Trazia na cara aquele jeitão ávido de quem perdera muito tempo na vida. Sucumbiu com naturalidade singular às relações plurais.

Hoje, ao atingir de fato os 40, padece os males de uma velhice precoce. Enfrenta dissabores típicos de quem esqueceu de maneirar.

Com deficiência neurológica, o PT não consegue compreender sua própria realidade. Ainda não se deu conta de que tem um enorme passado pela frente.

Acorrentado a Lula e à fábula da perseguição, o partido se confunde com a imagem do dono. Mantém os pendores hegemônicos. Mas já não consegue liderar o que se convencionou chamar de "esquerda".

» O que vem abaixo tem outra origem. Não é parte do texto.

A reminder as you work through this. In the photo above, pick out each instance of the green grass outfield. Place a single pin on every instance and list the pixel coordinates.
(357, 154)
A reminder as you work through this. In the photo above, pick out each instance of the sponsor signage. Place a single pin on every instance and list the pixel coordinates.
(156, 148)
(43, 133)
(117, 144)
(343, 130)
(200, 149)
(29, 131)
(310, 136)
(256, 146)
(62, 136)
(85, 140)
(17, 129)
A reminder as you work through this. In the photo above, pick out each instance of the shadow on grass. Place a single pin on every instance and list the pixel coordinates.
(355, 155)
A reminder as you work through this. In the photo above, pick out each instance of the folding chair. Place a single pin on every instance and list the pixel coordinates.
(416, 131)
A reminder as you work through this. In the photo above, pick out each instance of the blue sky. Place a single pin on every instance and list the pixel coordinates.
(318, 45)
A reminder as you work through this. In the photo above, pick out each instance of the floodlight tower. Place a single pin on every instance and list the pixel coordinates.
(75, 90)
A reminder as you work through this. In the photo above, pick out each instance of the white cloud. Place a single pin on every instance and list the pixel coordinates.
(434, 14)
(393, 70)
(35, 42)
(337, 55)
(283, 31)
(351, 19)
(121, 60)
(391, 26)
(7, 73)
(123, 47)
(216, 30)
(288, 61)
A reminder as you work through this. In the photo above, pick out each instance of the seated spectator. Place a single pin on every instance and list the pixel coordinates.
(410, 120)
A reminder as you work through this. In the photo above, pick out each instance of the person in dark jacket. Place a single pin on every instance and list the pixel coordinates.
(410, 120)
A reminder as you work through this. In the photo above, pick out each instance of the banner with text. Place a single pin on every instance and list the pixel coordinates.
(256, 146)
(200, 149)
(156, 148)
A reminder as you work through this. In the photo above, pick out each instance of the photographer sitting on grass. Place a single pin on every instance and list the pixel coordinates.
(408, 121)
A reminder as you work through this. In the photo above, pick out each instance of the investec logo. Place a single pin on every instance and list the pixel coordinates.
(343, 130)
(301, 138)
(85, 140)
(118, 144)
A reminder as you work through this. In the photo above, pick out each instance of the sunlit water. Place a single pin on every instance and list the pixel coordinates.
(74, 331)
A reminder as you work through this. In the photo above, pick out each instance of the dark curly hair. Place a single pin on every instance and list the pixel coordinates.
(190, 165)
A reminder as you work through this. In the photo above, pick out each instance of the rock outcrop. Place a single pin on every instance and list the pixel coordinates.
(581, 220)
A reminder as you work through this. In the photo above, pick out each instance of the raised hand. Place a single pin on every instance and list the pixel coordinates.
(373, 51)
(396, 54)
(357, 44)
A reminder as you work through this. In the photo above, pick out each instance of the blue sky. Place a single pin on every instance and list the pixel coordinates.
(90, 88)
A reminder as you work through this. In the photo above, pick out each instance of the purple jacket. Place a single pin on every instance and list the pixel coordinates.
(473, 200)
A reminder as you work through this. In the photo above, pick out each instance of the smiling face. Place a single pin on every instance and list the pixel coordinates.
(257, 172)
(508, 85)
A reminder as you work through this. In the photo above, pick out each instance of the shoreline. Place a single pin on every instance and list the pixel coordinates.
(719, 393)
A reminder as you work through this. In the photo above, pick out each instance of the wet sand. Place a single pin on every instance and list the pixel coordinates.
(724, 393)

Batizada de 'Festival PT 40 anos', a festa de aniversário do PT oferece três dias de tédio. Exibe algo que Cazuza chamaria de museu de grandes novidades.

Lula discursará neste sábado como principal atração do evento, que ocorre no Circo Voador, no Rio de Janeiro. Despejará sobre o microfone ideias que não correspondem aos fatos.

Não é que Lula tenha se tornado igual aos políticos que atacava. O problema é que Lula ficou diferente do personagem que ele dizia ser. Sua piscina está cheia de ratos.

Em novembro de 2002, falando à Folha, o historiador inglês Eric Hobsbawm disse ter visto na vitória que levou Lula ao Planalto um dos poucos eventos do começo do século 21 que inspiravam "esperança".

No prefácio de um livro lançado em dezembro de 2002 ("Lula, o filho do Brasil", de Denise Paraná), o escritor Antônio Cândido enxergou no PT um partido "vivo", capaz "de escolher no arsenal ideológico os instrumentos adequados à ação política transformadora desse Brasil pesado de iniquidades seculares".

No mesmo livro de Denise Paraná, à altura da página 147, Lula pintou assim o seu autorretrato:

"(...) Se eu não tivesse algumas [qualidades pessoais] não teria chegado aonde cheguei. Eu não sou bobo. Acho que cheguei aonde cheguei pela fidelidade aos propósitos que não são meus, são de centenas, milhares de pessoas."

Decorridas quase duas décadas, o Lula de 2020 não faz jus nem às avaliações de Hobsbawm e Cândido nem à imagem que fazia de si mesmo. Ele agora reivindica a condição de bobo.

A "esperança" foi derrotada pelo dinheiro. Tomado de assalto por vivaldinos, o partido "vivo" flerta com o pior tipo de morte: a irrelevância.

Lula nunca soube de nada. Mas as nove ações penais que coleciona indicam que, no seu caso, nada é um vocábulo que ultrapassa tudo.

Como não enxerga no espelho a figura de um desbravador do Código Penal, Lula recusa a ideia da autocrítica. Admite, no máximo, que o PT "cometeu erros".

Ao usar a palavra "erro" como eufemismo para corrupção, Lula revela uma desconexão voluntária com a realidade. Virou paródia grotesca do heroi idílico do PT.

Lula vendeu os ideais para financiar sua aventura. Trocou o ascetismo pela propina. Daquele sonho de 40 anos atrás só sobrou o esboço de um epitáfio: "Cometemos erros."